Oncle Vania eut un geste d'impatience.
– Pas loin, enfin pas tant que ça. Si je dépends, pour la plus grande part de mon ordinaire, mais non exclusivement, Edouard, non exclusivement, de légumes et de fruits; et si la saison a été médiocre…
– Oui, dit père d'une voix compatissante, ça m'a tout l'air comme si nous allions avoir de nouveau une interpluviale. La sécheresse s'étend, pas de doute.
– On trouve dans la forêt, dit oncle Vania irrité, abondance de nourriture si l'on sait où la chercher. C'est seulement question de régime, on n'est jamais trop prudent à mon âge. En primate raisonnable, j'ai donc été voir un peu plus loin si je ne trouverais pas des aliments conformes à mon état. Au Congo, pour tout dire. Il y a dans ce coin abondance de tout, pour tout le monde. Sans qu'il faille prétendre, dit-il avec une ironie grinçante, qu'on a les dents d'un léopard, l'estomac d'une autruche et les goûts d'un chacal, Edouard!
– Tu vas fort, Vania, protesta père.
– Je suis rentré hier, dit oncle Vania. Et je t'aurais de toute façon rendu visite un de ces jours. Mais j'ai compris tout de suite, quand la nuit est tombée, qu'il se passait, qu'il se tramait quelque manigance. Je connais onze volcans dans ce département, Edouard. Mais douze! J'ai flairé, j'ai pressenti que tu n'y étais pas pour rien. Angoissé, je m'élance, je cours, espérant encore contre toute espérance, j'arrive et que vois-je…? Ma parole, il te faut à présent ton volcan particulier! Ah! cette fois, Edouard, t'y voici!
Père souriait facétieusement.
– Tu crois que m'y voici vraiment, Vania? demanda-t-il. Je veux dire: que j'ai vraiment atteint le seuil? Oui, je me disais bien que ce pourrait l'être, mais comment en être tout à fait sûr… Un seuil, oui, sans doute, dans l'ascension de l'homme; mais le seuil, est-ce que c'est bien ça?
Père plissait comiquement les yeux, comme s'il était en proie à la plus vive angoisse. Nous lui voyions souvent prendre cette expression.

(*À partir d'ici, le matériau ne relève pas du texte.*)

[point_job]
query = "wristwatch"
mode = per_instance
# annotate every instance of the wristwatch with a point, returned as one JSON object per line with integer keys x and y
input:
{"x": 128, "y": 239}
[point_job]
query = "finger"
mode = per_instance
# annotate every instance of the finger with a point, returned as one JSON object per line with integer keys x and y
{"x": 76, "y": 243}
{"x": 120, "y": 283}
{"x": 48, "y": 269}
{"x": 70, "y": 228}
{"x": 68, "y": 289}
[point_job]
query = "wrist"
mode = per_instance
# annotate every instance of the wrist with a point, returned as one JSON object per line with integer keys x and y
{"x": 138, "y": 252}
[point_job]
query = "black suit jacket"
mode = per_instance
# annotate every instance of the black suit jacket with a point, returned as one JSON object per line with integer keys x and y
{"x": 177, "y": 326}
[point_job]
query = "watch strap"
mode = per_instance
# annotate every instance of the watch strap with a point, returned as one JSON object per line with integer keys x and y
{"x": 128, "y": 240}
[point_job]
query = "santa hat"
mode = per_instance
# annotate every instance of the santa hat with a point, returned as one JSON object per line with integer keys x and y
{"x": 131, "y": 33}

– Un seuil ou le seuil, je n'en sais rien, dit oncle Vania, et j'ignore ce que tu crois être en train d'accomplir, Edouard. De te pousser du col, ça, sûrement. Mais je te dis, moi, que tu viens de faire ici la chose la plus perverse, la plus dénaturée…
Mais père l'interrompit.
– Tu as bien dit «dénaturée»? s'écria-t-il avec enthousiasme. Vois-tu, mon vieux Vania, depuis un bon bout de temps que nous nous sommes mis aux outils de silex, on pouvait dire qu'il y avait, dans la vie subhumaine, un élément non naturel, artificiel. Et peut-être que c'était ça, le seuil, le pas décisif. Et peut-être que maintenant, nous ne faisons plus que progresser. Seulement voilà: toi aussi tu tailles le silex, tu te sers de coups-de-poing. Alors pourquoi m'accuses-tu?
– Encore! dit oncle Vania. Nous avons déjà discuté mille fois de cette question. Je t'ai déjà dit mille fois que, si l'on reste dans des limites raisonnables, les outils, les coups-de-poing ne transgressent pas vraiment la nature. Les araignées se servent d'un filet pour capturer leur proie; les oiseaux font des nids mieux construits que les nôtres; et j'ai vu, il n'y a pas longtemps, une troupe de gorilles battre comme plâtre une paire d'éléphants – oui, tu m'entends, des éléphants! – avec des triques. Je suis prêt à admettre, tu vois, qu'il est licite de tailler des cailloux, car c'est rester dans les voies de la nature. Pourvu, toutefois, qu'on ne se mette pas à en dépendre trop: la pierre taillée pour l'homme, non l'homme pour la pierre taillée! Et qu'on ne veuille pas non plus les affiner plus qu'il n'est nécessaire. Je suis un libéral, Edouard, et j'ai le cœur à gauche. Jusque-là, je peux accepter. Mais ça, Edouard, ça! Cette chose-là! dit-il en montrant le feu, ça, c'est tout différent, et personne ne sait où ça pourrait finir. Et ça ne concerne pas que toi, Edouard, mais tout le monde! Ça me concerne, moi! Car tu pourrais brûler toute la forêt avec une chose pareille et qu'est-ce que je deviendrais?
– Oh! dit père, je ne crois pas que nous en viendrons là!